Wkładam powoli rękę pod poduszkę i wyciągam swój telefon. Patrzę na godzinę. Po 4am. Tak, na pewno nie mogę go obudzić. Tylko ja budzę się o takich godzinach.

-Wiesz, Nami, jeśli nie chcesz mnie obudzić, to po prostu nie świeć mi telefonem w oczy-słyszę mamrotanie chłopaka, a na te słowa się rumienię. A tak się starałam!

-Przepraszam-szepczę.

-A ta znowu swoje.-Umiem sobie prawie wyobrazić, jak Leo przewraca oczami.

Ściąga ze mnie ręce i kładzie się na plecach. Odwracam się w jego stronę, ponieważ przytulał mnie od tyłu.

-Nie chcę, żebyś się przeze mnie nie wysypiał-wyznaję.

-Posłuchaj mnie, Nami. Zazwyczaj chodzę spać o 3am, a budzę się o 9. Więc skoro idę teraz spać o 9pm, razem z tobą, to chyba długo nie będę spał, zważywszy na to, że śpię 6 godzin, Misiu.

No faktycznie. Leo zazwyczaj wysyła Snapy o później godzinie, a później o wczesnej. Nie wiem, jak do swoich fanów, ale mi wysyła różnie...

-Idę do łazienki-mówię, siadając na łóżku.

-No widzisz, ja też.-Uśmiecha się. Właściwie to nie ma wyboru, prawda?

Wstaję z łóżka i idę do łazienki. Dziwne robić wszystkie rzeczy, kiedy ktoś się na ciebie patrzy... Ale co mu mogę poradzić? To jest tylko i wyłącznie moja wina.

Wracamy do pokoju. Znowu kładziemy się na łóżko. Leo przegląda coś w swoim telefonie, a ja włączam sobie muzykę i staram się zasnąć. Szkoda mi Leo. Naprawdę. Na pewno nie chce mu się ze mną ciągle siedzieć, do tego jeszcze pewnie nudzę. Chociaż się staram. Jeszcze jestem zbyt chuda i te blizny. A teraz również jestem żałosna. Mam nadzieję, że Tommy mi pomoże chociaż się boję. W ogóle jestem dziwna i tak dalej. Tak się teraz zastanawiam i... Nie wiem, czemu chciałam popełnić to samobójstwo. Przecież dobrze się czuję. Może to był jakiś... impuls? Możliwe, ale nie wiem. Albo to, że widziałam Shavanę... Ey, ale ja serio ją widziałam! Wiem, że to nienaturalne i w ogóle, ale tak było.

Pomału zaczynam się z powrotem robić śpiąca, więc pozwalam sobie na sen, chociaż Leo nie będzie miał co robić. Mam przynajmniej nadzieję, że na trochę mnie zostawi i pójdzie zrobić "coś normalnego", czyli nie siedzenie ze swoją chorą dziewczyną.

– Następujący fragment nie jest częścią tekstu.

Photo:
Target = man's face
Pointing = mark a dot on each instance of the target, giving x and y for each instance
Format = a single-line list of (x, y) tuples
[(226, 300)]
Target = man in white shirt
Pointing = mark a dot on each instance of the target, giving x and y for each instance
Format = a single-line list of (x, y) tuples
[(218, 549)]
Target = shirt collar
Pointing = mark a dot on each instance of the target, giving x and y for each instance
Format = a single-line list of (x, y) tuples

Budzi mnie potrząsanie moim ciałem. Leo próbuję mnie obudzić. Wow, czyli musiałam długo spać.

-Nami, 10am, wstawaj.-Czuję pocałunek chłopaka na moim policzku. Jego uśmiech również.

-Czemu spałam tak długo?-pytam zaspanym głosem.

-Nareszcie się wyspałaś, Misiu.-Leo posyła mi uśmiech.-Ale mi się już tutaj nie chcę siedzieć.

-Serio nigdzie stąd nie poszedłeś?-pytam, unosząc brwi.

-No tak, ale za to oglądałem filmy na YouTube i w ogóle. Wiesz, ile ciekawych rzeczy można się dowiedzieć przez sześć godzin oglądania YouTube? Spoko, ja też nie.

Aha. Czyli ci się nudziło, idioto.

-Nie musisz mnie pilnować-zauważam.

-Mogłaś nie mieć próby samobójczej, Misiu-mówi.-A teraz idziemy się ładnie ubrać, bo później gdzieś pójdziemy, a jeszcze później wrócimy, bo nie ma Tessy i Annie.